El Barcelona llegaba como claro favorito contra el PSG. No porque esté mal este equipo, más bien al revés, sino porque llegados a cierto punto en esta competición, todos nos fijamos en los nombres y no tanto en la calidad de equipos con menos solera. Los francesas ya hicieron un buen partido en la ida de octavos contra el Valencia y se repitió la situación. Esta vez no salió el Barcelona despistado como en Milán, simplemente se encontró con un rival muy competitivo que tuvo ocasiones claras de gol en la primera parte que salvó Valdés, que vive su mejor momento futbolístico. Sin embargo, los buenos equipo con grandes jugadores pueden ser desesperantes. Messi tuvo una al final de la primera parte y la metió.
En la segunda parte, el Barcelona sí que tenía el balón, pero era más una posesión defensiva (como lo han definido algunos periodistas), que ofensiva. Es decir, tenían el balón más para que no les hicieran daño que otra cosa. Al fin y al cabo, con el 0-1, los que debían arriesgar eran los jugadores del PSG. Todo iba sin sobresaltos hasta el último cuarto de hora, que fue un cúmulo de circunstancias: Ibrahimovic marca en un grosero fuera de juego. Los jugadores del Barcelona se desquician no solo con esta jugada, sino también con otras en las que sí acierta el árbitro. Cuando parecía terminado el partido, un penalti tan absurdo como claro, supuso el 1-2 y en la última jugada del partido llegó el empate final, para mí justo, pero que deja con una sensación extraña al barcelonismo.
Por su parte, el Real Madrid debía demostrar ya desde la ida su teórica superioridad sobre el Galataray, para tener una vuelta tranquila en Turquía. Y lo hizo, vaya si lo hizo. Con un juego alegre y bueno de todo el equipo (incluida gente como Essien o Coentrao, que va mejorando conforme avanza la temporada y ahora sí merece ser titular en este equipo), el Real Madrid fue dominando el partido. En la primera parte ya se pudo 2-0, pero los turcos crearon peligro también, especialmente en lanzamientos desde fuera del área.
La segunda parte fue mucho más plácida, con dominio casi total, que solo se visualizó en un tercer gol, que prácticamente deja rematada la eliminatoria. Se consiguió también el objetico de no encajar un gol, algo siempre preocupante y que en el pasado le ha dado disgustos al Madrid (podemos pensar en Mónaco 2003). Salvo catástrofe, el Real Madrid ya se ve en semifinales, con lo que tiene por delante partidos tranquilos en Liga (aunque no debe olvidar conservar la segunda posición), como en la vuelta europea, a la espera de las semifinales, en las que habrá seguro un rival complicado.
Por lo que leo, no lo vi, el Málaga puede estar contento con el 0-0, puesto que el Borussia de Dortmund fue mejor, pero se topó con Caballero, en un gran estado de forma.
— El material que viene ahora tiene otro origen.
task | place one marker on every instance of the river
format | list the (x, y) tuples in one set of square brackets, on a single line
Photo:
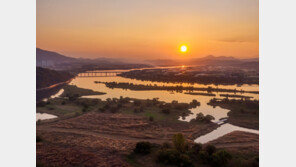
[(169, 96)]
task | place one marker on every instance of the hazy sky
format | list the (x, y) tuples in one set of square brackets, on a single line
[(149, 29)]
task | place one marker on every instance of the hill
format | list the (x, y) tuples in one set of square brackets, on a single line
[(46, 77)]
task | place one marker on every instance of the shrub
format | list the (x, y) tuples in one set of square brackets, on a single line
[(119, 106), (143, 148), (208, 118), (210, 149), (195, 103), (201, 118), (204, 157), (173, 157), (151, 118), (84, 109), (166, 111), (166, 145), (107, 106), (73, 97), (179, 142), (38, 139), (41, 104), (136, 110), (221, 158), (137, 102), (196, 148), (113, 109)]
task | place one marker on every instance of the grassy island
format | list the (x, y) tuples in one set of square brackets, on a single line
[(244, 113), (131, 86)]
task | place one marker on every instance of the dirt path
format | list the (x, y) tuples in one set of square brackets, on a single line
[(94, 134)]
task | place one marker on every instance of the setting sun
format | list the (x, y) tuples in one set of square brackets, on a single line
[(183, 48)]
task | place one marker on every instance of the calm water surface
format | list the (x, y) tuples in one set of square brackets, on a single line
[(169, 96)]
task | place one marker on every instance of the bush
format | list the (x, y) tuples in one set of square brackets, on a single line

Será difícil que el Málaga obtenga un resultado positivo en Alemania, pero hasta ahora lleva una gran trayectoria e incluso una mala noticia allí no desmerece en absoluto lo conseguido, llegar nada menos que a cuartos de final de Liga de Campeones.
En la eliminatoria estrella de la ronda de cuartos, el Bayern de Múnich demostró que es el gran equipo del momento, por encima incluso de Real Madrid y Barcelona y ganó con cierta facilidad a una Juventus que también está haciendo una buena temporada. Para mi ahora mismo, y en contra de lo que dictan las casas de apuestas, el Bayern de Múnich es el favorito del torneo.